Dream Conference

I'm off to Sonoma State University for the annual conference of the International Association for the Study of Dreams where I will be presenting a paper on myths, dreams and art. I will post a copy of the PowerPoint when I return next week.

Although I took up the formal study of dreams after I returned from Alaska in 2001 and have used dreamwork extensively in my ministry, the paper takes me away from the Church (I was only ordained in 1999) and back to my former life in the humanities, when I wanted to be the female answer to Joseph Campbell and reveal things he could not see about the Power of Myth and the Masks of God.

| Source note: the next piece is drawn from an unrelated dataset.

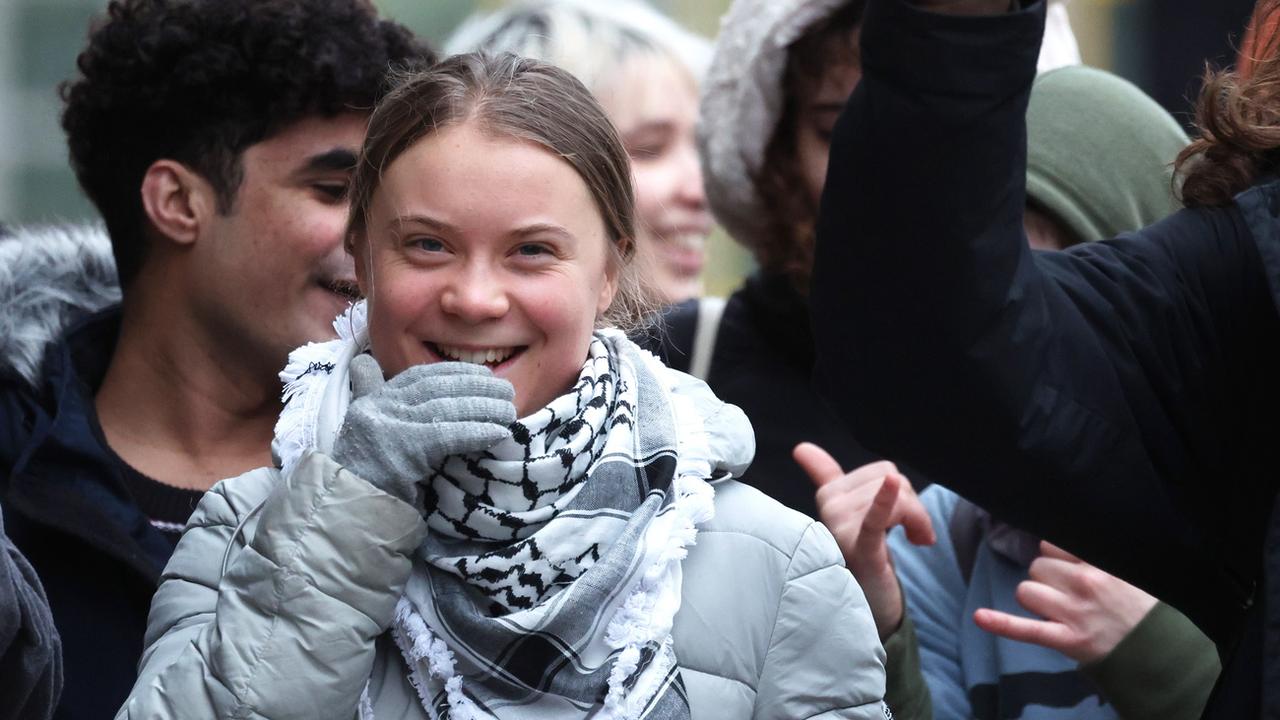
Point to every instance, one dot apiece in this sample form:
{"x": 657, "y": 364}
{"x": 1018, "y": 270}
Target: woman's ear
{"x": 177, "y": 200}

At about the same time the Power of Myth aired on PBS, my own dream teacher Jeremy Taylor told Jeffrey Mishlove in a television interview that dreams exist to subvert closed systems. Closed systems represent any kind of institutional view of the world, be it government or religion or monomyth or hero quest or anything that purports to tell us "the way things are." Dreams, in their magnificent incoherence, remind us that "the way things are" may be anything but obvious. Not surprisingly, this was one of the things Jesus, too, came to reveal. Quoting Psalm 78 he said, "I will open my mouth and speak in parables. I will proclaim what has been hidden from the foundation of the world." Dreamwork opens this hidden, foundational world to anyone who dreams, and since we all dream, the secrets of all time are there, just for us, if we but have eyes to see, ears to hear, and words to tell.

Formal philosophies seek to limit and to tame the wild wonders of the truth so that we may "get on with it," whatever that means. As a wild woman, I'm going out with my little lantern, hopefully to shine some light on the truth that to be fully human is to be created male and female in the image of God, not male in the lead and female in her place, whether veiled in the burka or crippled by 5 inch spikes.

It's another reason my personal myth is the dog team. The huskies and the wolves both know this. Female and male they take us singing, all the way to Nome.